Elon Musk’s SpaceX previously received authorization for about 12,000 satellites to offer broadband internet and has requested authorization for a second-generation constellation of 30,000 satellites.
“NASA has concerns with the potential for a significant increase in the frequency of conjunction events and possible impacts to NASA’s science and human spaceflight missions,” the agency wrote the Federal Communications Commission.
NASA noted there are currently 25,000 total objects tracked on-orbit – and about 6,100 below 600 km.
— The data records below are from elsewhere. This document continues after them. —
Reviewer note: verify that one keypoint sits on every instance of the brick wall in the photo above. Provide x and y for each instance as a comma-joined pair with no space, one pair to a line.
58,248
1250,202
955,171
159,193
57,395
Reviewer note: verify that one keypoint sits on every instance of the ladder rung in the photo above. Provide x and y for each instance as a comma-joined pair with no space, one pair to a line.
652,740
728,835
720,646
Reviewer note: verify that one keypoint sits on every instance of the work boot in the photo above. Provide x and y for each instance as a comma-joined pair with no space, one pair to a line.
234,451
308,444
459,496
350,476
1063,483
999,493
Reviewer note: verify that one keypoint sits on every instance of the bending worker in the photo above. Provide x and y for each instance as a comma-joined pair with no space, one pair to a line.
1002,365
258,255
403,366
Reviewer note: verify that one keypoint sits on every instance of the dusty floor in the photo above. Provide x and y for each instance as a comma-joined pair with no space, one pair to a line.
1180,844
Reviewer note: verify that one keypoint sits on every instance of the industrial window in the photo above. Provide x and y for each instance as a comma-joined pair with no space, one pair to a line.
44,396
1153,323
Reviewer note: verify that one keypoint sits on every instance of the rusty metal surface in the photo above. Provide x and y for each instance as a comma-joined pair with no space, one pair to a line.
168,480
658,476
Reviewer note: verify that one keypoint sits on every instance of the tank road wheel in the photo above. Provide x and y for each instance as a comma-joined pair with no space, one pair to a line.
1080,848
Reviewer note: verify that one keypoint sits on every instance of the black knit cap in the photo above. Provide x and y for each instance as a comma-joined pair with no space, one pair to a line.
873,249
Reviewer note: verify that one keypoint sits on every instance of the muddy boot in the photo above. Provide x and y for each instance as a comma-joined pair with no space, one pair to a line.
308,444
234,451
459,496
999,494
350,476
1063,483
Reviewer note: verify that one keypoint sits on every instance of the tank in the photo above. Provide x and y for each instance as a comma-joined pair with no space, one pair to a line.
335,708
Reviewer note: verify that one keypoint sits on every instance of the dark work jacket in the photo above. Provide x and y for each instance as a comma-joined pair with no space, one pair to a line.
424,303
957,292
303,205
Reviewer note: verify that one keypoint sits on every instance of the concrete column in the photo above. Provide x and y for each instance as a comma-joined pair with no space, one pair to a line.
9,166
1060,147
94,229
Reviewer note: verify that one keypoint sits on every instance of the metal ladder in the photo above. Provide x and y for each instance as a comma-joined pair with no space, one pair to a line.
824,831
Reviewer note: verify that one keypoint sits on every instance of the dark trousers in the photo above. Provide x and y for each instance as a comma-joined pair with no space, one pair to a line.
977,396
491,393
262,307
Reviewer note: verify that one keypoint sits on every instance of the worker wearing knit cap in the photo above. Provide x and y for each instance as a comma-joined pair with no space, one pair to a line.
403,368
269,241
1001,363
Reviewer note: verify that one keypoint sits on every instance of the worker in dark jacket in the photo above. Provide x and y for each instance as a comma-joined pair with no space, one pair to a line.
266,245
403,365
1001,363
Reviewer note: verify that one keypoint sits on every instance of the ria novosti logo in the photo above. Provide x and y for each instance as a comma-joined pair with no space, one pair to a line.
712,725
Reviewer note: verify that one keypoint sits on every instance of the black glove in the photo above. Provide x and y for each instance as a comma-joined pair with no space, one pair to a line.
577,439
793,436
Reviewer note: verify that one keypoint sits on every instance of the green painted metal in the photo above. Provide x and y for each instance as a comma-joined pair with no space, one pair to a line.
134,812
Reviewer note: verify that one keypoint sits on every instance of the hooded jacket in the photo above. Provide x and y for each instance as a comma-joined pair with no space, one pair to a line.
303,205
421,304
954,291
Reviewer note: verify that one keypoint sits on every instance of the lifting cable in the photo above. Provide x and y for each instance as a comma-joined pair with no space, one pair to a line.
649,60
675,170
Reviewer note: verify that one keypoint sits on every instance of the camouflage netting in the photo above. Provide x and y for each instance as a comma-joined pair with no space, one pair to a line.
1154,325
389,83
SpaceX’s Gen2 expansion “would more than double the number of tracked objects in orbit and increase the number of objects below 600 km over five-fold,” it added.
Harvard-Smithsonian astrophysicist Jonathan McDowell, part of the American Astronomical Society panel examining the impacts of satellites on astronomy said: “We’ve been concerned with having these large numbers of satellites that interfere with astronomical observations… I think we need a little more experience with the several thousand operating satellites before we can ramp up to the tens of thousands.”
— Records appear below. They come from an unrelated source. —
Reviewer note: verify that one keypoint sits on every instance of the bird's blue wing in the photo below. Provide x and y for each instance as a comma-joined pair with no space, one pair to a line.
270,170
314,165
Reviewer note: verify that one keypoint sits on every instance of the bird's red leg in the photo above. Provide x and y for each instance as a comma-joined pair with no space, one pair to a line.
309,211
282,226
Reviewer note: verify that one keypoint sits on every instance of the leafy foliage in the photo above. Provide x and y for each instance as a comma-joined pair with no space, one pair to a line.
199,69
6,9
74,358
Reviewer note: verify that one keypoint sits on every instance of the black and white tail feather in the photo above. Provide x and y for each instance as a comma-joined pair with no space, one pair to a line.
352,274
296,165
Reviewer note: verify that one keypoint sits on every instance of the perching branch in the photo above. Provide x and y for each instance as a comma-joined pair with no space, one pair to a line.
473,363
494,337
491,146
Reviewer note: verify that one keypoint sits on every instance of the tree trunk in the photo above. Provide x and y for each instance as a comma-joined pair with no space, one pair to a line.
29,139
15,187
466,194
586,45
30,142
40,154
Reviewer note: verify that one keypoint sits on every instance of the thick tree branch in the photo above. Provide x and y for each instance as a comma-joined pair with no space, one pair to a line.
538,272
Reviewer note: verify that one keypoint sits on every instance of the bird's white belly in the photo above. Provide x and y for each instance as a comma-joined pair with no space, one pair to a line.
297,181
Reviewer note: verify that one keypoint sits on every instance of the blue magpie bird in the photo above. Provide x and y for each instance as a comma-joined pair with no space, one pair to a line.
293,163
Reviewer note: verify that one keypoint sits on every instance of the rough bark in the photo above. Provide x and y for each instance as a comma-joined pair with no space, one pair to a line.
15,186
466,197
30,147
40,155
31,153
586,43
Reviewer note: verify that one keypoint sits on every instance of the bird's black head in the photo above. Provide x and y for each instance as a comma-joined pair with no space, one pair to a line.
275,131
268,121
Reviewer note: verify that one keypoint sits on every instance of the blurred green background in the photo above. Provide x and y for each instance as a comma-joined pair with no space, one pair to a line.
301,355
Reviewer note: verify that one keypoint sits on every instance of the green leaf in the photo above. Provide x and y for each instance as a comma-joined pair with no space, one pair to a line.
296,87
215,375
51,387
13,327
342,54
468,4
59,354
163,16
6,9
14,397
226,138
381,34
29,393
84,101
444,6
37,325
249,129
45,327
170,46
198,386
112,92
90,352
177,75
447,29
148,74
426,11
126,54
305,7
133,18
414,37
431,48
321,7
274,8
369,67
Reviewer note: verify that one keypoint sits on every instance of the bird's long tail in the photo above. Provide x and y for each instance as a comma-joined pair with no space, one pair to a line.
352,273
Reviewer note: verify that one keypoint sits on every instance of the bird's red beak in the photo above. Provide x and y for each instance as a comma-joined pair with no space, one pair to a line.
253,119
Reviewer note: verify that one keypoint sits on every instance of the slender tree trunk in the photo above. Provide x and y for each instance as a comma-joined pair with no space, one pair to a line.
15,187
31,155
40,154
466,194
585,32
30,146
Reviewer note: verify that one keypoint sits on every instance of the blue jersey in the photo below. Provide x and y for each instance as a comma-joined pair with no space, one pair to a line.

SpaceX did not immediately respond to a request for comment.
Musk tweeted on Jan. 15 SpaceX had 1,469 Starlink satellites active and 272 moving to operational orbits soon.
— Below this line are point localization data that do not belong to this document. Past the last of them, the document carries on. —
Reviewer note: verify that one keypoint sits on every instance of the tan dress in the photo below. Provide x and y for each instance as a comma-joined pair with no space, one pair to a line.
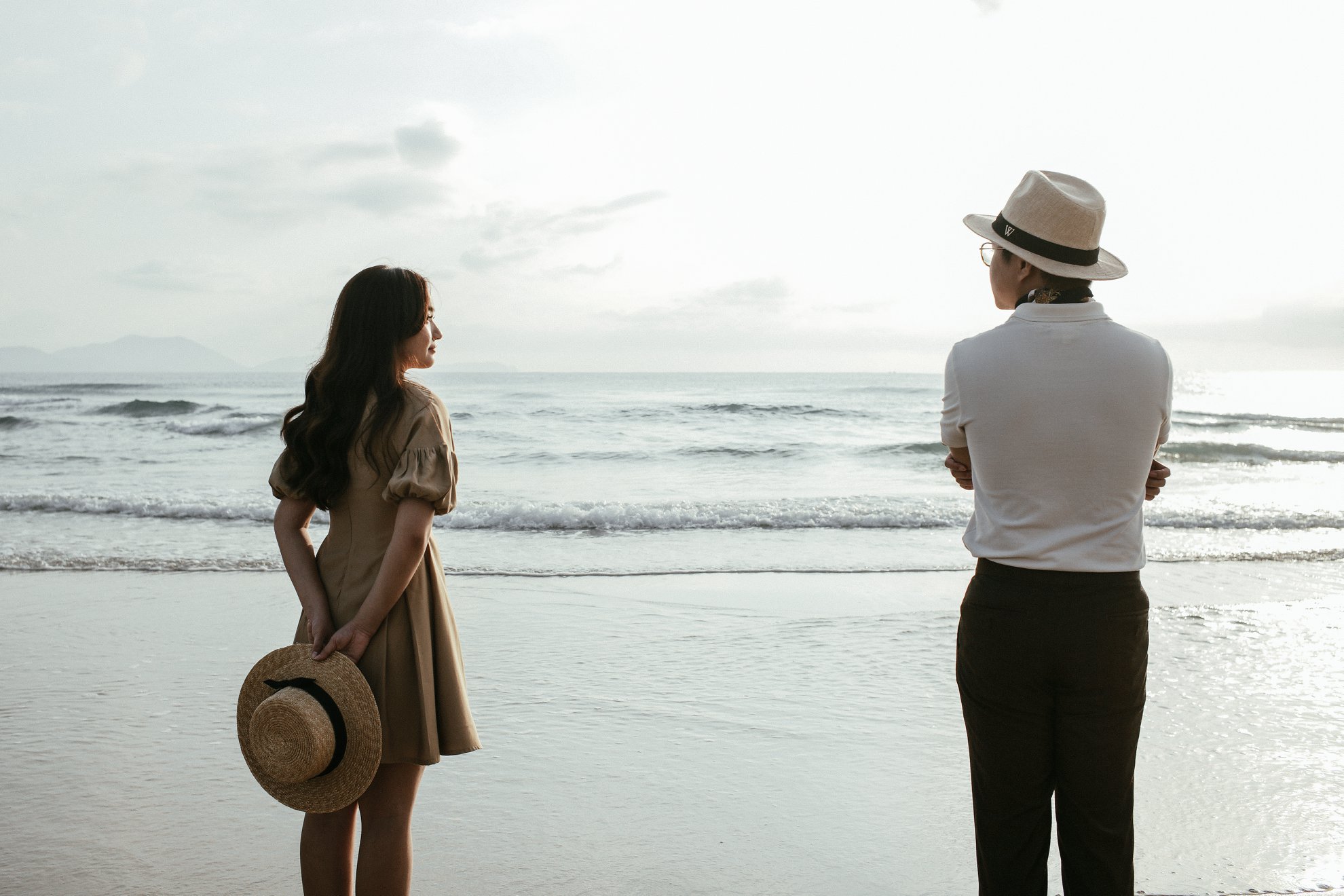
413,662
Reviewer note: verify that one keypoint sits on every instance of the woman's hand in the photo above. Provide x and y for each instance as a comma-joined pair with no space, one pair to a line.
350,639
1156,480
960,472
319,631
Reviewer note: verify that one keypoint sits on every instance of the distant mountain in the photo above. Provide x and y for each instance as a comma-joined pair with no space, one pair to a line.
300,365
127,355
168,355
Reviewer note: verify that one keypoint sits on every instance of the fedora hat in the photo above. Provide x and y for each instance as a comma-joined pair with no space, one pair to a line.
1053,221
310,731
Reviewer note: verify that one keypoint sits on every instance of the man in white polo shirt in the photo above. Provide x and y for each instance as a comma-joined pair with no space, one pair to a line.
1054,417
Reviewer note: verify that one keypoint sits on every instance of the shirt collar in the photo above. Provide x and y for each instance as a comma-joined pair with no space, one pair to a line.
1061,314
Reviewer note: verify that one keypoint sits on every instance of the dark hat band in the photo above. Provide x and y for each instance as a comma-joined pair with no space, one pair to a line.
324,701
1043,248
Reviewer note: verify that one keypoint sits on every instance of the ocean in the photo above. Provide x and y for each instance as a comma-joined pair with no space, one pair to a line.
709,627
636,474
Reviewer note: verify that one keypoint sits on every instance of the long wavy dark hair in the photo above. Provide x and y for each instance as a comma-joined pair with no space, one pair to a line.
378,310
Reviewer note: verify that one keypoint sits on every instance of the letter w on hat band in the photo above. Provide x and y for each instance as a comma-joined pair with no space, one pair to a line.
1054,252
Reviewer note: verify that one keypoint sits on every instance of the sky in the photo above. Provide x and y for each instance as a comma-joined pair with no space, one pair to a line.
655,186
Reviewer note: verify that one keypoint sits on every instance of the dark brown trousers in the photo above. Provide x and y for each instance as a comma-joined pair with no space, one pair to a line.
1051,671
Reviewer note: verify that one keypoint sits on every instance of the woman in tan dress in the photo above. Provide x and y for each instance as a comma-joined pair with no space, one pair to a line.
375,450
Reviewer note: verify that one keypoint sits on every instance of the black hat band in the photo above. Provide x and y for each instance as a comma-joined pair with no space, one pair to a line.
1043,248
324,701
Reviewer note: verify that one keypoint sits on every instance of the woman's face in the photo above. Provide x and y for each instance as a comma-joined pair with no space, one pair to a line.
418,351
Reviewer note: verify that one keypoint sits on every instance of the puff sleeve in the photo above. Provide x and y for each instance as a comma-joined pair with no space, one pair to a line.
428,465
281,476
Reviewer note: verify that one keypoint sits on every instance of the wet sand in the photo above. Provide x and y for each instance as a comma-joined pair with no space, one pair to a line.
710,734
Amazon.com, which has pledged to spend at least $10 billion to build 3,236 such satellites through its Project Kuiper program, separately raised concerns with the FCC about SpaceX’s plan as did Dish Network.
Amazon said under SpaceX’s application “at least hundreds—and potentially more than ten thousand—SpaceX satellites could operate at the same altitudes as the Kuiper System.”
It warned “the effect of this orbital overlap would be a dramatic increase in risks and other burdens on the Kuiper System” and asked the FCC to impose “reasonable conditions.”
While extremely costly to deploy, satellite technology can provide high-speed internet for people who live in rural or hard-to-serve places where fiber optic cables and cell towers do not reach. The technology could also be a critical backstop when hurricanes or other natural disasters disrupt communication.